#### About

> Data Ops

DataOps is an approach to managing the entire data lifecycle, from data ingestion and processing to analysis and implementation, using Agile and DevOps principles. It involves collaboration between data engineers, data scientists, and business stakeholders to quickly and efficiently develop, test, and deploy data-driven applications. 

At its core, DataOps focuses on automating and simplifying the processes involved in building and deploying data-driven applications. This includes automated testing and deployment, continuous integration and delivery (CI/CD), version control and data quality monitoring. By implementing DataOps, organizations can increase the speed and accuracy of data operations, improve data quality, and reduce the time and cost of data-driven projects.

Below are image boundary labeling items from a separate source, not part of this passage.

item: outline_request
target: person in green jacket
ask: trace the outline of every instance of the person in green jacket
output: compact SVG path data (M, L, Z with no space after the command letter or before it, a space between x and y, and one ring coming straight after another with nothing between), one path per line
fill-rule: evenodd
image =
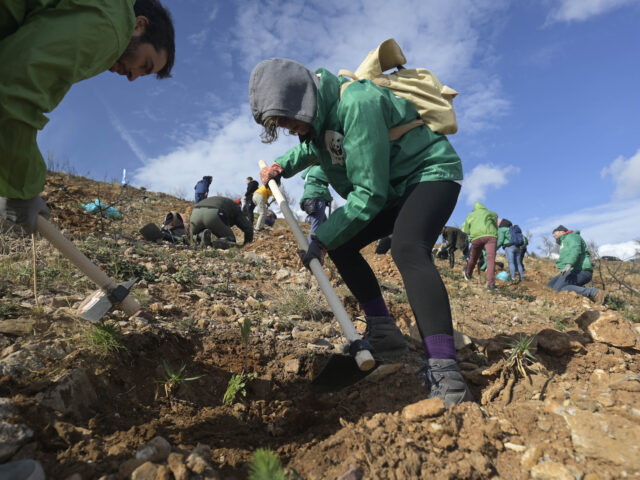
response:
M496 289L496 245L498 243L498 214L488 210L482 203L476 202L473 211L462 224L462 231L471 240L471 256L463 270L464 278L469 280L482 251L487 253L487 289Z
M189 236L196 245L202 247L212 245L212 234L221 240L220 244L235 243L236 236L231 230L234 225L244 233L244 244L253 241L253 223L242 212L240 205L227 197L208 197L193 207L189 218Z
M309 231L309 241L311 241L318 227L327 221L325 210L333 198L329 192L329 179L320 165L307 168L302 173L302 178L304 178L304 191L300 199L300 208L311 219Z
M596 287L585 287L593 278L593 266L589 258L587 244L580 236L580 230L569 230L558 225L553 230L553 238L560 245L556 268L560 274L553 277L547 286L557 292L568 290L593 300L604 303L606 293Z
M27 232L48 216L36 134L71 85L105 70L167 78L174 57L158 0L0 0L0 216Z
M443 135L420 126L391 140L389 128L407 124L414 106L369 80L350 83L325 69L272 58L251 73L249 103L263 126L263 142L283 128L301 143L260 172L263 183L290 178L319 164L345 205L318 227L303 264L327 251L366 315L364 342L381 356L407 350L380 285L360 250L393 233L392 257L402 274L423 338L423 381L430 397L445 405L471 400L460 374L449 298L431 250L451 215L462 180L462 164ZM367 345L368 344L368 345Z

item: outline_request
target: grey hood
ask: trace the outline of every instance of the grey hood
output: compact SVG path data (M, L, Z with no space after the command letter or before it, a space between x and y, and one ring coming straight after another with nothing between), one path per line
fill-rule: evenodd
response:
M269 58L251 72L249 104L253 118L281 116L312 123L316 114L318 77L298 62Z

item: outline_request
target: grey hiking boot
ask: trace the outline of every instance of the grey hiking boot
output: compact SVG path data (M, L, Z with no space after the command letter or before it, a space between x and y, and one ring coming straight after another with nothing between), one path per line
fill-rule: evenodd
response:
M473 396L464 381L458 362L448 358L430 358L418 374L424 372L423 385L431 385L427 398L440 398L444 406L473 402Z
M0 480L45 480L45 477L35 460L17 460L0 465Z
M375 354L394 356L406 353L407 341L393 317L365 317L367 329L363 340L371 344Z
M213 243L211 243L211 230L208 228L205 228L200 234L200 246L202 248L213 246Z

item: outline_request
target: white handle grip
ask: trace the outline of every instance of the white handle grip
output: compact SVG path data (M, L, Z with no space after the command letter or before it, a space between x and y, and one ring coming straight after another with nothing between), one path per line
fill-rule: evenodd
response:
M82 273L89 277L98 288L106 292L118 286L113 279L104 273L95 263L85 257L71 241L65 238L51 222L40 215L38 215L38 232L46 238L51 245L56 247L62 255L68 258L71 263L78 267ZM125 299L120 302L120 306L128 315L133 315L142 308L131 295L127 295Z
M260 165L260 168L264 168L267 166L264 160L260 160L258 164ZM287 200L284 198L284 195L282 195L278 184L275 180L269 180L267 186L273 193L276 202L278 202L278 206L280 207L285 220L289 224L289 227L293 232L293 236L296 237L298 245L303 250L307 250L309 248L309 242L307 242L307 238L304 236L300 225L298 225L298 222L296 221L296 218L294 217L293 212L291 211L291 208L287 203ZM361 340L360 335L358 335L356 328L353 326L351 318L349 318L349 314L344 309L340 298L338 298L338 295L336 295L335 290L331 286L331 282L329 281L327 274L322 269L322 265L320 264L320 262L314 258L313 260L311 260L309 268L314 277L316 277L316 280L320 285L320 290L322 290L322 293L324 293L324 296L327 298L329 307L331 307L331 311L338 320L344 336L350 343L353 343L356 340ZM356 354L355 360L358 364L358 368L363 371L371 370L376 364L369 350L360 350Z

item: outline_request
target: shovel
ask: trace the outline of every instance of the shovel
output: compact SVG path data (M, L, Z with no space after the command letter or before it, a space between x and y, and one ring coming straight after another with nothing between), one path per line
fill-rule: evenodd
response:
M142 308L129 295L129 291L136 280L117 284L91 260L85 257L52 223L41 216L38 216L38 232L99 288L99 290L89 295L78 308L80 317L96 323L116 304L120 304L120 307L128 315L133 315Z
M260 160L258 163L260 168L267 166L264 160ZM275 180L269 180L267 186L271 189L271 192L273 192L273 196L278 202L280 211L282 211L284 218L289 224L289 228L291 228L293 235L296 237L298 245L301 249L307 250L307 248L309 248L307 238L293 216L293 212L291 211L287 200L282 195L282 192L280 192L278 184ZM344 309L340 298L338 298L338 295L336 295L336 292L333 290L331 282L329 281L327 274L322 269L320 262L314 258L309 264L309 269L316 277L316 280L320 285L320 289L322 290L322 293L324 293L324 296L331 307L331 311L333 311L344 336L349 342L350 353L350 355L333 354L322 371L313 379L312 383L318 387L339 388L351 385L373 372L376 366L376 361L373 358L373 355L371 355L371 352L367 350L367 345L362 341L360 335L358 335L356 328L353 326L353 322L349 318L349 314Z

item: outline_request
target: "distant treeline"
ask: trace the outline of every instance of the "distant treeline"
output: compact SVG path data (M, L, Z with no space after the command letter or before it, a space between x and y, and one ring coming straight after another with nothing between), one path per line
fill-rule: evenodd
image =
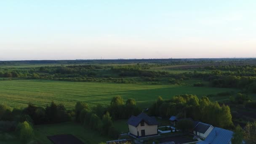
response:
M90 64L122 63L201 63L209 62L248 62L256 61L255 58L218 59L78 59L63 60L25 60L0 61L0 65L40 64Z
M205 96L199 99L195 95L186 94L176 96L167 100L159 97L149 108L149 113L163 117L172 115L181 119L190 117L225 128L234 126L229 107L220 106L216 101L211 102Z

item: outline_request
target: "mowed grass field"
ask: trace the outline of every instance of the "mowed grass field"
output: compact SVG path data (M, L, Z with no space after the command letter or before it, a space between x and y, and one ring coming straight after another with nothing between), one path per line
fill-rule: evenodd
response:
M182 94L196 94L200 97L236 91L190 85L20 80L0 81L0 103L13 107L24 107L29 103L44 107L53 101L72 109L77 101L86 102L91 106L97 104L107 105L113 97L120 95L125 100L134 99L138 105L146 108L159 96L165 99Z

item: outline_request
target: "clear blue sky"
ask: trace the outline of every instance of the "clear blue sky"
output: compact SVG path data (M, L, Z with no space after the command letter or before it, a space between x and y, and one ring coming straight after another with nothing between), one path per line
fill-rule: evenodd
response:
M256 57L256 0L1 0L0 60Z

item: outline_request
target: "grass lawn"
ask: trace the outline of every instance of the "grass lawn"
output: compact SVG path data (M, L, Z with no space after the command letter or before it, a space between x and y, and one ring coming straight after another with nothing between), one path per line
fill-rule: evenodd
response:
M29 103L44 107L53 101L72 109L77 101L85 101L91 106L106 105L110 103L113 97L120 95L125 100L134 99L138 105L146 108L159 96L164 99L182 94L196 94L200 97L236 91L191 85L17 80L0 81L0 103L13 107L24 107Z
M120 133L128 133L129 132L127 120L119 120L113 122L114 126Z
M111 140L101 136L98 132L84 128L83 125L73 122L35 125L34 128L35 139L42 144L51 144L48 136L71 134L80 139L85 144L98 144L101 141Z

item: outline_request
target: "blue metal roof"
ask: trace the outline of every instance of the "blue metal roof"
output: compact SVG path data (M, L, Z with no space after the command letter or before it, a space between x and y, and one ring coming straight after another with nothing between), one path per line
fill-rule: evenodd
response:
M145 121L149 125L156 125L159 124L155 117L149 117L143 112L141 112L137 117L132 115L128 120L127 123L136 127L141 121Z
M211 126L212 125L206 123L199 122L194 128L194 131L200 133L205 133Z
M232 135L232 131L215 127L204 141L198 142L197 144L228 144L231 140Z

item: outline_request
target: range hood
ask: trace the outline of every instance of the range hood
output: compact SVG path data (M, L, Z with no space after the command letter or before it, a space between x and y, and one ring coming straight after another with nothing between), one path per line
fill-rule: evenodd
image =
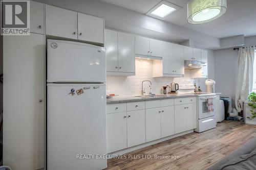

For example, data teams can use DataOps principles to create pipelines for receiving and processing customer data from a variety of sources, such as social media and online purchases. This pipeline can include automated data quality checks, data enrichment and feature development, as well as automated testing and deployment to production.



In [1]:
# using data ops to load data from a csv file to postgresql database

In [3]:
import pandas as pd
import psycopg2


In [4]:
!wget https://archive.ics.uci.edu/ml/machine-learning-databases/iris/iris.data


--2023-05-02 08:09:25--  https://archive.ics.uci.edu/ml/machine-learning-databases/iris/iris.data
Resolving archive.ics.uci.edu (archive.ics.uci.edu)... 128.195.10.252
Connecting to archive.ics.uci.edu (archive.ics.uci.edu)|128.195.10.252|:443... connected.
HTTP request sent, awaiting response... 200 OK
Length: 4551 (4.4K) [application/x-httpd-php]
Saving to: ‘iris.data’


2023-05-02 08:09:26 (22.4 MB/s) - ‘iris.data’ saved [4551/4551]



In [5]:
# Define input data schema
input_schema = {
    'sepal_length': float,
    'sepal_width': float,
    'petal_length': float,
    'petal_width': float,
    'class': str
}


In [6]:
# Load data from CSV file into a Pandas dataframe
data = pd.read_csv('iris.data', dtype=input_schema)


In [10]:
# Define new column names
new_columns = ['sepal_length', 'sepal_width', 'petal_length', 'petal_width', 'species']


In [11]:
# Rename the columns of the DataFrame
data.columns = new_columns


In [12]:
data.columns

Index(['sepal_length', 'sepal_width', 'petal_length', 'petal_width',
       'species'],
      dtype='object')

In [13]:
# Clean and transform data as needed
data['sepal_area'] = data['sepal_length'] * data['sepal_width']


In [None]:
# Connect to PostgreSQL database
conn = psycopg2.connect(
    host="localhost",
    database="mydatabase",
    user="myusername",
    password="mypassword"
)


In [None]:
# Create table in PostgreSQL database
with conn.cursor() as cur:
    cur.execute("""
        CREATE TABLE iris (
            sepal_length FLOAT,
            sepal_width FLOAT,
            petal_length FLOAT,
            petal_width FLOAT,
            class VARCHAR(50),
            sepal_area FLOAT
        );
    """)
    conn.commit()


In [None]:
# Load data into PostgreSQL database
with conn.cursor() as cur:
    for _, row in data.iterrows():
        cur.execute("""
            INSERT INTO iris (sepal_length, sepal_width, petal_length, petal_width, class, sepal_area)
            VALUES (%s, %s, %s, %s, %s, %s);
        """, (row['sepal_length'], row['sepal_width'], row['petal_length'], row['petal_width'], row['class'], row['sepal_area']))
    conn.commit()

# Close connection to PostgreSQL database
conn.close()